Los días siguientes siguieron cayendo cosas, plásticos, botellas, algún viejo candelabro. Una mañana apareció allá abajo, con gran alboroto, una vetusta mecedora que debía de pertenecer a la vieja que vivía en el quinto. Una noche, al volver del supermercado (anochecía pronto entonces), nos encontramos, entre los otros objetos, la pantalla de un ordenador obsoleto, con el cristal partido. Siempre nos quedábamos un rato, en perfecto silencio, mirando las cosas que iban cayendo en el patio de luces (tuercas cubiertas de herrumbre, pilas de nueve voltios, turistas despistados), hasta que no quedaba ya más luz entre aquellas paredes de ladrillo.

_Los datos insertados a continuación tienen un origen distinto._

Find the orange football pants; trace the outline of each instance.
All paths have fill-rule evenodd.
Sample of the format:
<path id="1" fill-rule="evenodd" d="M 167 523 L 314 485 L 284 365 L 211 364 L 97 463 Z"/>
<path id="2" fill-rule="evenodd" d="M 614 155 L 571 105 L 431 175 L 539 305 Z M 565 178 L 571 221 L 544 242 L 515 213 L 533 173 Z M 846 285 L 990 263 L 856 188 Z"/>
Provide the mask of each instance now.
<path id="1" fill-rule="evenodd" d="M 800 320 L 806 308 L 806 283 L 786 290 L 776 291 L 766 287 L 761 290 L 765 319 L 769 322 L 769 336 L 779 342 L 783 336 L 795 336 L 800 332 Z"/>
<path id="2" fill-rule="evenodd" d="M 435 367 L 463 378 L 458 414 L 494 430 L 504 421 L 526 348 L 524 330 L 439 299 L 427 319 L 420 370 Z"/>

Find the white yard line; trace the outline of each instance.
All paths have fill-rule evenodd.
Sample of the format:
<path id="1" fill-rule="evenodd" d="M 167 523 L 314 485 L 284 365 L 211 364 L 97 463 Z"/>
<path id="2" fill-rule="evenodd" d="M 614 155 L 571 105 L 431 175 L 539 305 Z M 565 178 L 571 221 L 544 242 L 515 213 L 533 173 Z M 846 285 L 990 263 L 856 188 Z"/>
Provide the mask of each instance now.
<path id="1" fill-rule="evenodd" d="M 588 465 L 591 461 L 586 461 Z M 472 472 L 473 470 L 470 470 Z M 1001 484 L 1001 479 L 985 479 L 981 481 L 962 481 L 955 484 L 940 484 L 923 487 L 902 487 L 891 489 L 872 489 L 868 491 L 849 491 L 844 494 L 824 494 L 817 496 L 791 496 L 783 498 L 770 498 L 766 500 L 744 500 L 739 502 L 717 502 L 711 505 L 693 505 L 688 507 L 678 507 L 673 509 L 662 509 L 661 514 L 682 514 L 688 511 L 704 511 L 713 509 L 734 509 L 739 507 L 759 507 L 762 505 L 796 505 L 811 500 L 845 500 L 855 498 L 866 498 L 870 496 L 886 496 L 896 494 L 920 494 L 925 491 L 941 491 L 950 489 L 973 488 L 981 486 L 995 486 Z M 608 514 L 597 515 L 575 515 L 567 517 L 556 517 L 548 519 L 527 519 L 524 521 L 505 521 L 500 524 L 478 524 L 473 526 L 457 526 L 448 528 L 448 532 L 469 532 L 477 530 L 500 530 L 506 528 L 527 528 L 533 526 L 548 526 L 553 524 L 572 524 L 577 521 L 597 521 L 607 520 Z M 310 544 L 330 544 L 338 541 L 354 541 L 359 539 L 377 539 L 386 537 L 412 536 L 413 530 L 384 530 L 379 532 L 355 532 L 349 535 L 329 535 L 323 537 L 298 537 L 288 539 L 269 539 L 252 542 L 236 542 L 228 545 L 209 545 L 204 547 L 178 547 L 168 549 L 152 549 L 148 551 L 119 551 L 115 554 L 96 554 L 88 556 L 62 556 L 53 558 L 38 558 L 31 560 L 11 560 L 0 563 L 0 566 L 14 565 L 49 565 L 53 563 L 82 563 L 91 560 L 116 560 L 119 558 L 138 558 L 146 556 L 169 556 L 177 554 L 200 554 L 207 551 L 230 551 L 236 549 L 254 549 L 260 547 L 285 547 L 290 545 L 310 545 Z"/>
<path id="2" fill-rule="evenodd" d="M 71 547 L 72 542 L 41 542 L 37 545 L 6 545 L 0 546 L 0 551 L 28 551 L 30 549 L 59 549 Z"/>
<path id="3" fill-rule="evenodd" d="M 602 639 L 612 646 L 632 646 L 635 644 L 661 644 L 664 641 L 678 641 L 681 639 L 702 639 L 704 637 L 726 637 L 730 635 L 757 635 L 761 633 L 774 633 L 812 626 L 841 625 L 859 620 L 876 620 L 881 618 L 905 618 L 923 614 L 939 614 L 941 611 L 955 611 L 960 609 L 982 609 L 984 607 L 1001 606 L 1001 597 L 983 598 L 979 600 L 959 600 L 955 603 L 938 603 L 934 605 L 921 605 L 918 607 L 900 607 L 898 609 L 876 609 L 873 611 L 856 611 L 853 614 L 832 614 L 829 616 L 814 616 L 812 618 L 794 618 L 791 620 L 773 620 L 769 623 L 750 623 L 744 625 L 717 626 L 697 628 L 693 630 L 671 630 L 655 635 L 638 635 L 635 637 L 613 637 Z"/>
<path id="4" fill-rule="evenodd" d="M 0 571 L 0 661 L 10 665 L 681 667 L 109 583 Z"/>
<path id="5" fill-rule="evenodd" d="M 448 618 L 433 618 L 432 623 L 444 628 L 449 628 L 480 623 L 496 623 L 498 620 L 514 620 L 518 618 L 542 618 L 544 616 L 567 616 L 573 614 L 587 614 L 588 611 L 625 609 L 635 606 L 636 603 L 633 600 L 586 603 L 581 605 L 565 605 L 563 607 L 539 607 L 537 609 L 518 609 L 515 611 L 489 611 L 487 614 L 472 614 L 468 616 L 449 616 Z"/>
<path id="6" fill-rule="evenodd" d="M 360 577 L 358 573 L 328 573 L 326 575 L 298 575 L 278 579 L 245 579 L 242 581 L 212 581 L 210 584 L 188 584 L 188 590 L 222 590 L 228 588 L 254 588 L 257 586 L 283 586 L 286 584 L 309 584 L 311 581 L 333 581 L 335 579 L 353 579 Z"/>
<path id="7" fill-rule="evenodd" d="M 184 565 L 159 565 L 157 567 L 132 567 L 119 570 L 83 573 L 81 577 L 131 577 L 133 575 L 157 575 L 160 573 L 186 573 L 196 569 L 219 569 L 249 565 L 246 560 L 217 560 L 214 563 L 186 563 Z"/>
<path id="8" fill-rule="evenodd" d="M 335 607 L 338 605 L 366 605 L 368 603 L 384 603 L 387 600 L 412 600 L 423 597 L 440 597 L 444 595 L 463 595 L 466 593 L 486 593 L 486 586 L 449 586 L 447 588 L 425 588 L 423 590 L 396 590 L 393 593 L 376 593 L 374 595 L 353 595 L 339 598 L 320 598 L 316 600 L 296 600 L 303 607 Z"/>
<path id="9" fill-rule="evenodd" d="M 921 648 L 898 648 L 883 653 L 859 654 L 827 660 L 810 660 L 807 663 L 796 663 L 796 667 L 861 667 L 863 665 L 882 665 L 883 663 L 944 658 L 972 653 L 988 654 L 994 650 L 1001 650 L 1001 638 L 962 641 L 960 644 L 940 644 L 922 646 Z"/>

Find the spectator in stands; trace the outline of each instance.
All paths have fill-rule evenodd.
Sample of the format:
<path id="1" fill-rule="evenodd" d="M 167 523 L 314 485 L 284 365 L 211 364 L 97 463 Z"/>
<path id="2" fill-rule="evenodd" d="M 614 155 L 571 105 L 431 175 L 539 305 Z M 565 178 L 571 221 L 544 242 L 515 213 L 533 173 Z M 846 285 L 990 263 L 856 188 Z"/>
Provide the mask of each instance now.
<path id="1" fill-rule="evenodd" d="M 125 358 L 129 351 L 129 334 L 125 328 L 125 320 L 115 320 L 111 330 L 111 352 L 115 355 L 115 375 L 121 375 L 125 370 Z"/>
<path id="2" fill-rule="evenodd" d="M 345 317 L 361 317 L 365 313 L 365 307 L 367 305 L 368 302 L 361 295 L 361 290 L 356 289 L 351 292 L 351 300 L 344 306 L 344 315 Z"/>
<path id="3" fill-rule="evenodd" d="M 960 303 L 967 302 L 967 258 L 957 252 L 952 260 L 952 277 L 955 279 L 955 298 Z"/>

Llegó el invierno y desde la ventana de la cocina, cuando tomábamos el té vespertino y tú intentabas aprender a tejer, seguíamos viendo las cosas que caían: postes eléctricos, viejos candiles, pequeños animales muertos. Un álbum de fotos familiar amarilleado por el tiempo con el rostro de personas que no creíamos que viviesen en nuestro edificio, o que ya no estaban vivas.

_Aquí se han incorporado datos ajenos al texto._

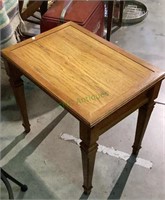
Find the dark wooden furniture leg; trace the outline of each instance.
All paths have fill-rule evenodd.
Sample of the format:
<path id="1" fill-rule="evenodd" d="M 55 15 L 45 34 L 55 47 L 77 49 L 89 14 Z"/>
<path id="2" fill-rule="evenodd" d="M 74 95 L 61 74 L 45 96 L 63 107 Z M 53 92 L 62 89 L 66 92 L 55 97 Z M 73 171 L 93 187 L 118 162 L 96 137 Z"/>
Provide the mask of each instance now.
<path id="1" fill-rule="evenodd" d="M 107 19 L 107 35 L 106 39 L 110 41 L 112 20 L 113 20 L 114 0 L 108 1 L 108 19 Z"/>
<path id="2" fill-rule="evenodd" d="M 135 141 L 133 144 L 133 154 L 137 155 L 139 150 L 141 149 L 141 143 L 143 140 L 143 136 L 145 130 L 147 128 L 152 110 L 154 108 L 155 102 L 154 99 L 157 98 L 161 82 L 157 83 L 150 91 L 149 91 L 149 102 L 139 108 L 138 121 L 136 127 Z"/>
<path id="3" fill-rule="evenodd" d="M 17 105 L 22 115 L 22 119 L 23 119 L 22 125 L 25 128 L 25 132 L 28 133 L 30 132 L 30 124 L 29 124 L 29 119 L 28 119 L 28 114 L 27 114 L 24 85 L 21 79 L 22 74 L 15 67 L 13 67 L 11 64 L 8 64 L 6 62 L 5 62 L 5 67 L 6 67 L 7 74 L 9 76 L 9 81 L 13 89 Z"/>
<path id="4" fill-rule="evenodd" d="M 84 193 L 89 194 L 92 189 L 92 177 L 95 164 L 95 157 L 97 152 L 98 136 L 94 131 L 80 122 L 80 138 L 82 140 L 80 144 L 82 153 L 82 166 L 84 177 Z"/>
<path id="5" fill-rule="evenodd" d="M 122 26 L 123 10 L 124 10 L 124 1 L 121 0 L 121 1 L 120 1 L 119 27 Z"/>

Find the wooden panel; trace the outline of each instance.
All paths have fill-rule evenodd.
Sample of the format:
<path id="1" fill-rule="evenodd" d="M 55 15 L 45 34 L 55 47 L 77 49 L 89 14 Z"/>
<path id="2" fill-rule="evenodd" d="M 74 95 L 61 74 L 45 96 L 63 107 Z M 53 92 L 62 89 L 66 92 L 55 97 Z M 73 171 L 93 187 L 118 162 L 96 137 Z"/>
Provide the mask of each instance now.
<path id="1" fill-rule="evenodd" d="M 164 76 L 74 23 L 16 45 L 4 55 L 90 126 Z"/>

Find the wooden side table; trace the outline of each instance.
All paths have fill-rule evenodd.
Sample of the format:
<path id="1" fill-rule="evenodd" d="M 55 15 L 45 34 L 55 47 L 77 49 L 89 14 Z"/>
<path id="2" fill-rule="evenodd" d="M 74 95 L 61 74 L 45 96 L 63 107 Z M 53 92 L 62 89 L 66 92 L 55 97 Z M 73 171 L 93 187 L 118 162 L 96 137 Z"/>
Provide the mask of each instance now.
<path id="1" fill-rule="evenodd" d="M 85 193 L 92 188 L 99 136 L 136 109 L 138 154 L 164 72 L 73 22 L 9 47 L 2 56 L 25 132 L 30 125 L 21 75 L 79 120 Z"/>

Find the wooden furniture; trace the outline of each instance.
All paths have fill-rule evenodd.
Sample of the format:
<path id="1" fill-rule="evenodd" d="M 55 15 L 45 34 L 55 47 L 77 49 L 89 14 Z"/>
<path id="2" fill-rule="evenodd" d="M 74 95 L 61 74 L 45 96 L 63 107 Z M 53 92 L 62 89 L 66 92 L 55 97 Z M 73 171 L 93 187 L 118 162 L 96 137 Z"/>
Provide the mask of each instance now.
<path id="1" fill-rule="evenodd" d="M 114 9 L 115 9 L 116 0 L 107 1 L 107 34 L 106 39 L 110 41 L 111 33 L 113 32 L 113 16 L 114 16 Z M 119 5 L 119 19 L 118 19 L 118 28 L 122 26 L 122 18 L 123 18 L 123 9 L 124 9 L 124 1 L 120 0 L 118 2 Z M 116 29 L 116 28 L 115 28 Z"/>
<path id="2" fill-rule="evenodd" d="M 47 11 L 47 0 L 43 1 L 29 1 L 28 6 L 23 10 L 24 0 L 19 0 L 19 11 L 23 20 L 27 20 L 32 16 L 38 9 L 40 9 L 41 15 Z"/>
<path id="3" fill-rule="evenodd" d="M 21 75 L 80 121 L 85 193 L 92 188 L 99 136 L 136 109 L 133 153 L 138 154 L 164 72 L 73 22 L 4 49 L 2 56 L 26 132 Z"/>

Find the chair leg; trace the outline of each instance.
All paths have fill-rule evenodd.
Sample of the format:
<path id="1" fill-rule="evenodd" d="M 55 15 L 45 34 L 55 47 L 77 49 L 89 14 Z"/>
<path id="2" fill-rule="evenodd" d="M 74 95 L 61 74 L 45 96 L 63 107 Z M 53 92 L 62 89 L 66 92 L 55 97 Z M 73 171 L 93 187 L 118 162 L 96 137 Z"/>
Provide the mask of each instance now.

Después de Navidad, un domingo plomizo en el que el mundo permanecía en estricto silencio, oímos el estruendo más grave. Era una ballena negra enorme que se había quedado varada en el patio de luces, sobre la uralita, con dos gaviotas posadas encima. Se fue a morir muy lejos, nos dijimos.

Después volvíamos callados a la cocina y nunca sabíamos explicar lo que nos pasaba. Aquel patio de luces arrastraba la vida y, a veces, nos dejaba solos.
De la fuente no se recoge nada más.